Tough Conversations

Louise O’Neill’s Asking For It has been selected for UL’s One Campus, One Book campaign. She speaks to Seán Lynch about her experiences as a writer and activist.

Starting tough conversations has become a trademark of multi award-winning author Louise O’Neill. From the small town of Clonakilty in West Cork, she has become one of Ireland’s leading voices on sexual consent, violence and rape.

It has been quite a journey for Louise.

She dreamed of being an author from a young age but she struggled with her writing while studying for her BA in English at Trinity College Dublin. The “art of academic writing practiced at university” is very different to the expressive style with which she feels more comfortable, she notes.

“Creatively, I felt quite stifled,” she says. This, she believes, prevented her from pursuing her dream sooner.

After completing a postgraduate diploma in fashion buying, Louise moved to New York in 2010 to intern as an assistant stylist for the senior style director of Elle Magazine, Kate Lanphear. Experiencing anorexia and bulimia for much of her life, she suffered a relapse while in New York.

“I started seeing a very good therapist and a big part of my growth was letting go of worrying what other people thought of me and letting go of a tendency towards perfectionism.”

This change in perspective helped Louise to be less intimidated by the idea of writing a novel.

On her return to Ireland a year later, she began to draft Only Ever Yours. Feminist ideals heavily influenced the themes in her debut novel, which is set in a dystopian future where women are created for the pleasure of men.

“When I was young, it was the Spice Girls who were my introduction to feminism but it was my parents who were very encouraging in teaching me that I could do whatever anyone else could.” 

Ireland is a country which continually tried to control women’s bodies, vilified women’s sexuality and it really stuck with me how relevant it is in Ireland. That was the catalyst for Asking For It.
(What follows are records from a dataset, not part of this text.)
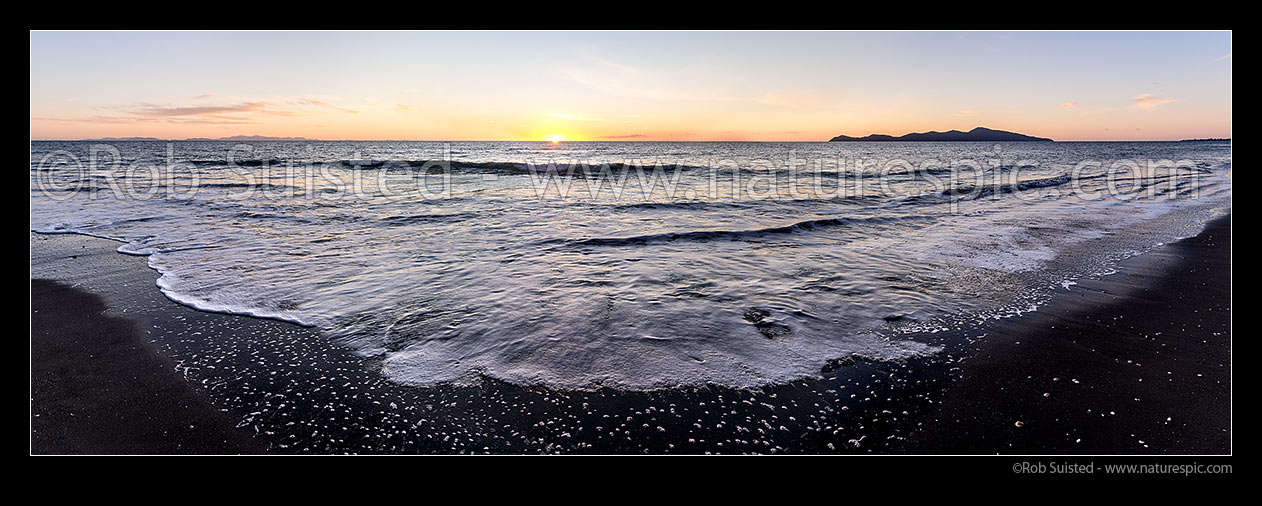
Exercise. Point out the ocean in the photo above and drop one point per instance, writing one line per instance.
(626, 265)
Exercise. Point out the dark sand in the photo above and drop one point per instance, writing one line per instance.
(1135, 362)
(1164, 319)
(97, 386)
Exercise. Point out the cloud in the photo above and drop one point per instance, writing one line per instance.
(672, 85)
(152, 110)
(323, 104)
(1149, 101)
(567, 116)
(230, 114)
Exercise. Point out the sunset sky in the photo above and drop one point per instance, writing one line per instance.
(629, 85)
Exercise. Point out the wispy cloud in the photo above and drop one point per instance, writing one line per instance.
(323, 104)
(153, 110)
(626, 81)
(1149, 101)
(571, 117)
(245, 111)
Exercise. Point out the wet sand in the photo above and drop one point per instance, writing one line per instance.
(264, 386)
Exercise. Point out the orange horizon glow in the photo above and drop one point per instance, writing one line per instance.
(629, 86)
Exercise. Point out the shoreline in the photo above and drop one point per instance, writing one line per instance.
(270, 380)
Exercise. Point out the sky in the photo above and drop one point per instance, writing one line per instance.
(755, 86)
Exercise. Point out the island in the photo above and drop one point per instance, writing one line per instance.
(976, 135)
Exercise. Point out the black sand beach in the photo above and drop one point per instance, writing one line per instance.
(1136, 362)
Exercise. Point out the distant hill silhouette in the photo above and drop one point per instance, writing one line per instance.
(976, 135)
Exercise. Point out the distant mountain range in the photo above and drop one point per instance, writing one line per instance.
(235, 138)
(976, 135)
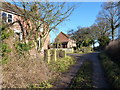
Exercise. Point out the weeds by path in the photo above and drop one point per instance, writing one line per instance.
(83, 78)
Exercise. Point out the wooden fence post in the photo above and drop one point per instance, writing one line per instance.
(53, 55)
(47, 55)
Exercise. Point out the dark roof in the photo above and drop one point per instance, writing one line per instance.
(11, 8)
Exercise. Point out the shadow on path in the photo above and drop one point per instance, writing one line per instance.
(99, 80)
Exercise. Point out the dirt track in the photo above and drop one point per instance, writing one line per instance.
(99, 80)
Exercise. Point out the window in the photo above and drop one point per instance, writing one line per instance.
(9, 18)
(4, 17)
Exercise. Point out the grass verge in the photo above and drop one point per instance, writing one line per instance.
(112, 70)
(62, 64)
(59, 66)
(83, 79)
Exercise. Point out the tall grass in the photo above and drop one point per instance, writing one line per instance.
(25, 71)
(113, 50)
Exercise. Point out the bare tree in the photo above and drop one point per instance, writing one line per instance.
(40, 18)
(109, 16)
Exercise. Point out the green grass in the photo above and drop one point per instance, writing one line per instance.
(62, 64)
(83, 78)
(112, 70)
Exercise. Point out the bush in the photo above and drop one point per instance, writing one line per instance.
(112, 70)
(62, 64)
(20, 73)
(103, 41)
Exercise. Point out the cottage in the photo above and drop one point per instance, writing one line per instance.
(11, 13)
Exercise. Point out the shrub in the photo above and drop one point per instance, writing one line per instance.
(62, 64)
(113, 50)
(25, 71)
(112, 71)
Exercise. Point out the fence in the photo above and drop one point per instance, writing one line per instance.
(53, 54)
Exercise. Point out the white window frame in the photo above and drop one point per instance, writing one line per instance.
(7, 16)
(20, 34)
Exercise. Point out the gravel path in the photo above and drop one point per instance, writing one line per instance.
(99, 80)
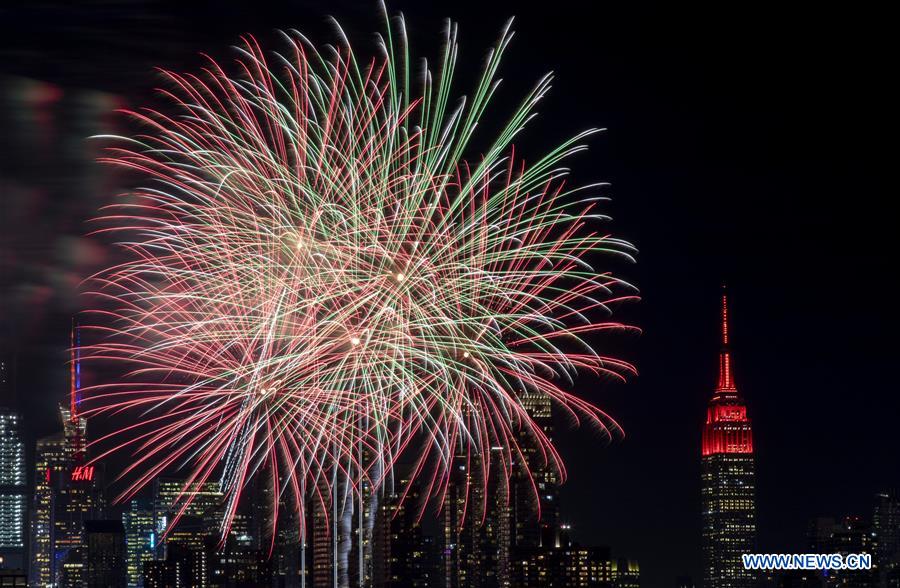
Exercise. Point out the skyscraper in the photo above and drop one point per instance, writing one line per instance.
(103, 554)
(886, 524)
(13, 489)
(67, 491)
(140, 539)
(728, 479)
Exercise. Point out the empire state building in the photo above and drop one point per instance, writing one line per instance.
(728, 479)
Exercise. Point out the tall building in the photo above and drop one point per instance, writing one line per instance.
(103, 554)
(403, 557)
(728, 479)
(67, 492)
(140, 541)
(13, 490)
(185, 513)
(886, 525)
(535, 508)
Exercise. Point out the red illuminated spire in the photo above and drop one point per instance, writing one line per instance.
(726, 380)
(73, 387)
(727, 428)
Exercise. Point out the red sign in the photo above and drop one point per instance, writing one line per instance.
(83, 474)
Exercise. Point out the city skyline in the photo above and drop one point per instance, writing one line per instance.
(710, 130)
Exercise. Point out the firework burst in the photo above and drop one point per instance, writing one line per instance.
(319, 278)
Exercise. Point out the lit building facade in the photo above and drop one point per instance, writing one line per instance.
(13, 490)
(104, 555)
(140, 540)
(67, 492)
(728, 480)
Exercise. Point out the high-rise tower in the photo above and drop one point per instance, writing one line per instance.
(728, 479)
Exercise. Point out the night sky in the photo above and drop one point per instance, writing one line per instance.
(752, 143)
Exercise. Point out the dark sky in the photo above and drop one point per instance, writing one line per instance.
(753, 142)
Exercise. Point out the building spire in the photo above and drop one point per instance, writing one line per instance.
(73, 373)
(726, 381)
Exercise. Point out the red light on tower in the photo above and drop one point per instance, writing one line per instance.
(727, 428)
(728, 478)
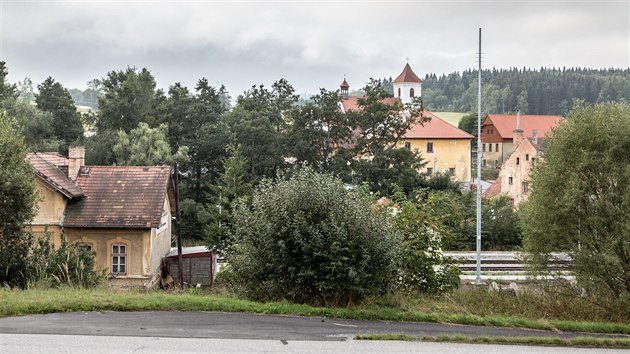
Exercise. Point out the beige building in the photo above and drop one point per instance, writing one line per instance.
(513, 179)
(122, 213)
(444, 147)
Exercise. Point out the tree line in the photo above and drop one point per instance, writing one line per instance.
(532, 91)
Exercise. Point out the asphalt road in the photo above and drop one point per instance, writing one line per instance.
(218, 325)
(71, 344)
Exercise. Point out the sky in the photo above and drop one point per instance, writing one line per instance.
(312, 44)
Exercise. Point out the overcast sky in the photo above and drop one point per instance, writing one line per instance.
(310, 43)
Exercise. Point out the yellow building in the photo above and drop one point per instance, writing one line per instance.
(122, 213)
(443, 147)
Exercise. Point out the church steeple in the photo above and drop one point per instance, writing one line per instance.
(344, 89)
(407, 85)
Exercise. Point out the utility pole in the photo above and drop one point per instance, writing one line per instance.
(178, 229)
(478, 278)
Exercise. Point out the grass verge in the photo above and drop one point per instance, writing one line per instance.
(588, 342)
(35, 301)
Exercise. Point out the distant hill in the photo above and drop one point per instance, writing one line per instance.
(533, 91)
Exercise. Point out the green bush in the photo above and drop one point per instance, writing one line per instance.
(70, 264)
(307, 239)
(423, 268)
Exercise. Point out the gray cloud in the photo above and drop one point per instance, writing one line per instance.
(311, 43)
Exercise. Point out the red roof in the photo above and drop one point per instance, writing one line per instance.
(53, 176)
(352, 103)
(505, 124)
(119, 197)
(407, 76)
(494, 189)
(436, 128)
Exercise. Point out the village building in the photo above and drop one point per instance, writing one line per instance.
(122, 213)
(445, 148)
(497, 140)
(513, 179)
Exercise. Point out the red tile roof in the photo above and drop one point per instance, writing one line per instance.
(352, 103)
(119, 197)
(53, 176)
(407, 75)
(436, 128)
(494, 189)
(505, 124)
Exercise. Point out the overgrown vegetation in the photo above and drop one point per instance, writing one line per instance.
(580, 200)
(308, 239)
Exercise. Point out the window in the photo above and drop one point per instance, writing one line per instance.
(119, 258)
(85, 246)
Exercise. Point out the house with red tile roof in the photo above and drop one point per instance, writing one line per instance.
(497, 134)
(122, 213)
(444, 147)
(513, 179)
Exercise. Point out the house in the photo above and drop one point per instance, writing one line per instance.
(122, 213)
(513, 179)
(444, 147)
(497, 134)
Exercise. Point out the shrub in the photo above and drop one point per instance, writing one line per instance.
(307, 239)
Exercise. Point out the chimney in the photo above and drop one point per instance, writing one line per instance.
(517, 136)
(76, 159)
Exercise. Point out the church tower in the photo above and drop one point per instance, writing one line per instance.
(344, 89)
(407, 85)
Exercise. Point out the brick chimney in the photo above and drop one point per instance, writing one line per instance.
(517, 134)
(76, 159)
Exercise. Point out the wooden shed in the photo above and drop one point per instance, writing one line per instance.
(198, 263)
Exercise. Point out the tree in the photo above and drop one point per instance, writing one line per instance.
(468, 123)
(36, 126)
(423, 268)
(143, 146)
(17, 205)
(230, 187)
(129, 98)
(56, 99)
(379, 124)
(7, 91)
(580, 198)
(333, 249)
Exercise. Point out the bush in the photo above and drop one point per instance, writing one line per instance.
(423, 268)
(307, 239)
(580, 198)
(70, 264)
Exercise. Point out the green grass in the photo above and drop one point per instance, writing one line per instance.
(452, 117)
(590, 342)
(446, 309)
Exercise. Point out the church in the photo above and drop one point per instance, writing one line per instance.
(444, 148)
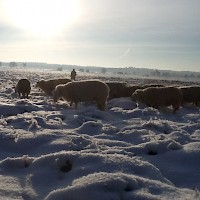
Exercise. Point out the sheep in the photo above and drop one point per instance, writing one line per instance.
(49, 85)
(159, 96)
(83, 91)
(116, 89)
(191, 94)
(23, 88)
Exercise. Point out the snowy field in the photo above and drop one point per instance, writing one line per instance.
(53, 152)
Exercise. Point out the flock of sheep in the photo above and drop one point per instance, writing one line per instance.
(155, 96)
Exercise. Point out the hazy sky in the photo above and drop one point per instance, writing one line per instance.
(162, 34)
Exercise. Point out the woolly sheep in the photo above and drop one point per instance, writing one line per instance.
(49, 85)
(23, 88)
(159, 96)
(117, 89)
(191, 94)
(83, 91)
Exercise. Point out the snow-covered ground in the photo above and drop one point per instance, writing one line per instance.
(53, 152)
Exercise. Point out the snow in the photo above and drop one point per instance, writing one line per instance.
(51, 151)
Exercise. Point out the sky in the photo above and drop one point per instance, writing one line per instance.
(109, 33)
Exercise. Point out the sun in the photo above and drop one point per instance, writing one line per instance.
(44, 18)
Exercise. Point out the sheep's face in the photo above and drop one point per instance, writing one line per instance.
(40, 83)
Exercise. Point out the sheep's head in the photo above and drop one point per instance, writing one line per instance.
(40, 84)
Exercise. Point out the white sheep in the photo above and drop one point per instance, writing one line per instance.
(83, 91)
(159, 96)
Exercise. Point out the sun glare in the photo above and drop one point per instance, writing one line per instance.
(43, 18)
Louise began reading feminist literature as a young adult. “I had internalised quite a lot of misogyny and ideas of masculinity and femininity. I didn’t feel like I had the freedom to express my sexuality in the same way that was so normalised for my male peers.”

She believes that mandatory sex education classes should be rolled out in all schools throughout the country. “In the current system, there’s never any mention of gay, or transgender sex and it doesn’t discuss things like desire, pleasure, mutual respect and boundaries. Consent is never even mentioned,” she states.

According to Louise, ideas around gender and sexuality need to be discussed more outside of a university environment.

“The real problem with judging how the younger generation learn and interact online is that it’s elitist. If information is not coming through an academic language, then it’s seen as worthless,” she says.

Louise wrote her second novel Asking For It with this in mind. She wanted to discuss the issue of sexual consent in an accessible way for young girls. In the first draft of Only Ever Yours, she had wanted to explore the idea of legitimate rape. Her editor believed that the issue was too important to end up as a footnote in the novel, so it was removed.

Following some high-profile cases in the United States and what she saw in the media’s treatment of women, Louise couldn’t stop thinking about the issues of rape and consent.

“Ireland is a country which continually tried to control women’s bodies, vilified women’s sexuality and it really stuck with me how relevant it is in Ireland. That was the catalyst for Asking For It,” she says.

The book has sparked many conversations around issues of sexual consent and rape culture. Interest in the novel has elevated Louise’s profile and while she sees her role in discussing these issues as positive, she says it has been challenging to manage alongside her writing.

“I started to feel quite guilty because it felt like if I didn’t keep talking about these issues and raising my voice, they were going to fall out of public view. But I am a writer and that is something that is difficult to balance.

“I did withdraw in the last year but it really has been about figuring out how to navigate that uneasy existence between being a writer and also wanting to use my voice for something greater,” she explains.

Louise sees social media as a way to balance her writing and activism. Despite some negative experiences online, it has opened her eyes to other perspectives.

“Twitter introduced me to ideas around race, gender, intersectionality and sexuality that, growing up in a very monocultural town in Ireland, I wouldn’t have had access to,” she says.

Encouraging aspiring authors to let their writing flow and to not expect too much of themselves, she adds, “if I can do this, anyone can”.

“If you have a first draft, no matter how rough and messy, you can work with it, chisel it and shape it into something that is worth publishing,” she says.

“Believe in yourself, believe in your voice. Don’t try to copy anyone else, there’s only one of you.”

Brave is a word often used to describe Louise for igniting difficult conversations with her writing around rape, consent and victim blaming. The word doesn’t sit easily with the author.

“If someone is involved in a hit-and-run no one would say they are brave for telling their story but because of that element of shame that people attach to survivors of sexual violence, that’s why we think people are brave for talking about it,” she says.

In its selection as UL’s One Campus, One Book campaign, Louise believes talking about these issues means society is beginning to accept that women “should be able to live in this world without paying the price of sexual violence”.